Federal agents have not been transparent about what kind of US-China collaborations they view as risky. Glenn Tiffert, a research fellow at the conservative Hoover Institution, a public policy think tank at Stanford University in California, suspects that there are many other cases that the government deems problematic from a national security perspective.
A tangled web
To estimate the scope of the US government’s concerns, in July, Tiffert and other colleagues at Hoover studied US links to seven universities in China, known as the ‘Seven Sons’, that were founded by or assisted the military before becoming civilian centres of higher education.
In July, the team released an analysis of Chinese- and English-language academic studies from 2013–19 that were listed in a major Chinese science and technology publishing database.
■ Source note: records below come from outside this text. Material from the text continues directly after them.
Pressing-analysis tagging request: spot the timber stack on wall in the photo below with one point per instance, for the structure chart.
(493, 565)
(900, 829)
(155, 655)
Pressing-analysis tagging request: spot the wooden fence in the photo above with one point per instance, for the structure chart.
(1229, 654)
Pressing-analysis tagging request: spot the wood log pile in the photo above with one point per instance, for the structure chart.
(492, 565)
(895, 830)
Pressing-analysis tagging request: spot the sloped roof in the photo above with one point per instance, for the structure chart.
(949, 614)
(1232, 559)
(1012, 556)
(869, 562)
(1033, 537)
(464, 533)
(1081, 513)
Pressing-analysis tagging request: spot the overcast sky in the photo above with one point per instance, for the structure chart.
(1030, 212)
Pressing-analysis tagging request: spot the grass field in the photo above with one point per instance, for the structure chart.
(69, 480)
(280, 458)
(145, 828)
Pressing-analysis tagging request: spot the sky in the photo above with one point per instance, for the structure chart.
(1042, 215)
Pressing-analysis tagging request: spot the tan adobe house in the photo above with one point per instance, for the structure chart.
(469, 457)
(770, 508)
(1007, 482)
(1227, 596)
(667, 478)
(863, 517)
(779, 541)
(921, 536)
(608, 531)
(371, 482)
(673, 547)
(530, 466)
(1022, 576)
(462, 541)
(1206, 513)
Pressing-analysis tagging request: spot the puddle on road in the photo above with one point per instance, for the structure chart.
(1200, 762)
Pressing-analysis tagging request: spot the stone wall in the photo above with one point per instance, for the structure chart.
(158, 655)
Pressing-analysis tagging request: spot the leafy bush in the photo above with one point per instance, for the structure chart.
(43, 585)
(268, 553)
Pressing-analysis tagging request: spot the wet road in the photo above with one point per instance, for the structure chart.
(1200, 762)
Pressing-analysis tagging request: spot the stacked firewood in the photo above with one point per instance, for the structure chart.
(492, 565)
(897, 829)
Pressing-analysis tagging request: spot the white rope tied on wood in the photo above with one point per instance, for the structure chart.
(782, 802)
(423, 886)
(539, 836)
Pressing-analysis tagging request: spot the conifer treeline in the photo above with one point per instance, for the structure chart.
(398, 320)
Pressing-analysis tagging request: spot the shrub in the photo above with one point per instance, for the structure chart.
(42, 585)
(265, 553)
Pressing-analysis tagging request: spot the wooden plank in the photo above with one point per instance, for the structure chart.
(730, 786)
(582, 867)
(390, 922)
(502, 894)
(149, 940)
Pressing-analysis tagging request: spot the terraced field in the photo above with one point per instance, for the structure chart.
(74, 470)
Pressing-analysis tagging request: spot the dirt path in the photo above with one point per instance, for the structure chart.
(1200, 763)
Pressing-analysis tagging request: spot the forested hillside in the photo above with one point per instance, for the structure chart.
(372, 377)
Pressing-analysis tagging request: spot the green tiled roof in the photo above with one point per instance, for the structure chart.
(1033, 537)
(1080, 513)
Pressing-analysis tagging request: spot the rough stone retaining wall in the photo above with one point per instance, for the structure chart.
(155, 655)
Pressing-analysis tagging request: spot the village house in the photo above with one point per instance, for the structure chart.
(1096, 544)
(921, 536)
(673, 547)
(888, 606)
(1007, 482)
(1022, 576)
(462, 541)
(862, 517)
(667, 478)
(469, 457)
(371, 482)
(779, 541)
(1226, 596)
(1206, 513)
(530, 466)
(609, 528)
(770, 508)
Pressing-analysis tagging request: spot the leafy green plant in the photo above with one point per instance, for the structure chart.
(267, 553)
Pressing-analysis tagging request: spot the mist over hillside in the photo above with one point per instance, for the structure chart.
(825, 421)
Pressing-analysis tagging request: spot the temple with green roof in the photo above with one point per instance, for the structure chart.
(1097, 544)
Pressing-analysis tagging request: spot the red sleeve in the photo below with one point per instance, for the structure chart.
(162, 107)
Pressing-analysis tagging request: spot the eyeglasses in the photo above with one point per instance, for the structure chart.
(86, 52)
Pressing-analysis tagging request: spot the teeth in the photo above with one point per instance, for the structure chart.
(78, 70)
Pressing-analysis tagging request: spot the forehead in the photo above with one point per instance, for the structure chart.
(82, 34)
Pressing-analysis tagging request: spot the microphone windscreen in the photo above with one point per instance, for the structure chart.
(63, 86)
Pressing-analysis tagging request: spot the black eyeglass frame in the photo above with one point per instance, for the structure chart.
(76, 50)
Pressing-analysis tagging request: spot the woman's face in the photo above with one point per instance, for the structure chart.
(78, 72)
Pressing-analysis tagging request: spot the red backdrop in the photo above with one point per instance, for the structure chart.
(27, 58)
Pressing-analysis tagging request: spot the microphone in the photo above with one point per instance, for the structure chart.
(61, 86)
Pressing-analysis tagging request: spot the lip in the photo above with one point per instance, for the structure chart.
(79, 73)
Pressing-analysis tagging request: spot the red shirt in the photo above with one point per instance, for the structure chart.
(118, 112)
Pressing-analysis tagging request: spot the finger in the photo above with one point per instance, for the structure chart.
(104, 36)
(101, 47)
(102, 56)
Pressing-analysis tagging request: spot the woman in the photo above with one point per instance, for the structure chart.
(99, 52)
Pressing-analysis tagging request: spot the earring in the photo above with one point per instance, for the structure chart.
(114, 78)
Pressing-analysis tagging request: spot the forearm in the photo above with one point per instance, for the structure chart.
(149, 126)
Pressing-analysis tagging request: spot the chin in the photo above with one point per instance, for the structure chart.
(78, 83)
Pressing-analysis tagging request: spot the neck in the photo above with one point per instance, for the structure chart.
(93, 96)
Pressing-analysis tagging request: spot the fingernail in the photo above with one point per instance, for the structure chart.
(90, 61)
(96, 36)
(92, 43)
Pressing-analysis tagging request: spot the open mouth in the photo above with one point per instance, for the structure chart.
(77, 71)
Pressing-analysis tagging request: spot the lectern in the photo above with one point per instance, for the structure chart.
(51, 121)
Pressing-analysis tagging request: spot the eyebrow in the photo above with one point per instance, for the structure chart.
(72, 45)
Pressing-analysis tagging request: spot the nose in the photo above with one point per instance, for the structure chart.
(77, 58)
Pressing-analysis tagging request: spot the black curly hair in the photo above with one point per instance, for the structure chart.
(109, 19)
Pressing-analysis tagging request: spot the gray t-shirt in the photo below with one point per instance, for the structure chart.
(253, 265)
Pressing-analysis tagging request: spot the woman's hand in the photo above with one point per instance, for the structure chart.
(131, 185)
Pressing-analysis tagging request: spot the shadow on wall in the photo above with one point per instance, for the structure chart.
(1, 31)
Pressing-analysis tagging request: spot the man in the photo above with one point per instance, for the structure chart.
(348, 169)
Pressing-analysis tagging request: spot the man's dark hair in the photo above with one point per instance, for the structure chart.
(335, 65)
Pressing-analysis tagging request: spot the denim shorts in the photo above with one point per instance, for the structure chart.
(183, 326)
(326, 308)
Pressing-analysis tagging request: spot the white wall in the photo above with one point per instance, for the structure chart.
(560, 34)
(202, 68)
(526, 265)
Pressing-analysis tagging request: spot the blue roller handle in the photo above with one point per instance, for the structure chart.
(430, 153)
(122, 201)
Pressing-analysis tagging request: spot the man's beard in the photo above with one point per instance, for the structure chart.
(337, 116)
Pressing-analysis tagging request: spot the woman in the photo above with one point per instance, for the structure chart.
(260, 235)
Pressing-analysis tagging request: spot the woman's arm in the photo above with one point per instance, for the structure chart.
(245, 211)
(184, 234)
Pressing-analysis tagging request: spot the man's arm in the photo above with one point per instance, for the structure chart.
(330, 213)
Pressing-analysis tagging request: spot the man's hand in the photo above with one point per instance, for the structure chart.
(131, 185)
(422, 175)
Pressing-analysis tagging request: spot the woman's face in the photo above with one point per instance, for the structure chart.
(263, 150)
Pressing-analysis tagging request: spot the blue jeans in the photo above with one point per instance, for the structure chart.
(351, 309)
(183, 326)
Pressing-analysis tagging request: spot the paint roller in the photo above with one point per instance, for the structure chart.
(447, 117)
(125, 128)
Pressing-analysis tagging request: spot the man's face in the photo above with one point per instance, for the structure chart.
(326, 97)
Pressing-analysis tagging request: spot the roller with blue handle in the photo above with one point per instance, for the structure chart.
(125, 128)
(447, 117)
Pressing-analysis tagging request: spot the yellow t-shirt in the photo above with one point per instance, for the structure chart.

It found 254 that were coauthored by at least one scientist from a Seven Sons university and one from a US university; the papers involved a total of 115 US universities.
Tiffert emphasizes that none of the collaborations his team found was illegal, and hopes the study will encourage US research universities to re-think which partnerships could be considered problematic.
But an analysis by Nature using the Dimensions database from Digital Science, based in London, suggests that links between Chinese and US scientists are more prevalent than the Hoover report suggested. (Digital Science is part of Holtzbrinck, the majority shareholder in Nature's publisher, Springer Nature). Analysing a larger selection of research papers — over 100 million of them — in this worldwide database, Nature found more than 12,000 publications from 2015–19 co-authored by scientists in the United States and at one of the Seven Sons. Among those, 499 authors had a dual affiliation with a US institution and a Seven Sons university and were listed on papers declaring grant funding from the NIH or the US National Science Foundation (NSF).
The Nature analysis “confirms that the research ties between China and the US are very deep”, says Farnsworth. Tiffert says he’s not surprised by the results because the Dimensions database that Nature used is bigger and more detailed.
Security rules
But separating true threats from ordinary collaborations could be a challenge, some experts say. It has not been unusual for Chinese researchers with appointments in the military to visit the United States and work on non-classified projects, says Denis Simon, senior adviser to the president at Duke University in Durham, North Carolina. Simon led the Duke Kunshan University in China as vice-chancellor until July this year. “To assume a comprehensive conspiracy is too far from the reality,” he says.
As military–civil fusion emerges as a flash point for US officials, some worry that future federal actions could be disruptive to universities and researchers. The Trump administration announcement in May barring scientists and students affiliated with military-linked Chinese institutions from coming to the United States was criticized as too broad. The order is expected to affect up to 5,000 potential new students from China, according to Farnsworth. One-third of foreign students studying in the United States — about 370,000 students as of 2019 — are from China.
In general, universities do not have rules that bar scientists with affiliations to the foreign military from working with university researchers. But in the absence of nuanced federal guidelines, institutions may well be forced to take a fresh look at these collaborations.
“There is no longer any status quo to go back to,” says Farnsworth.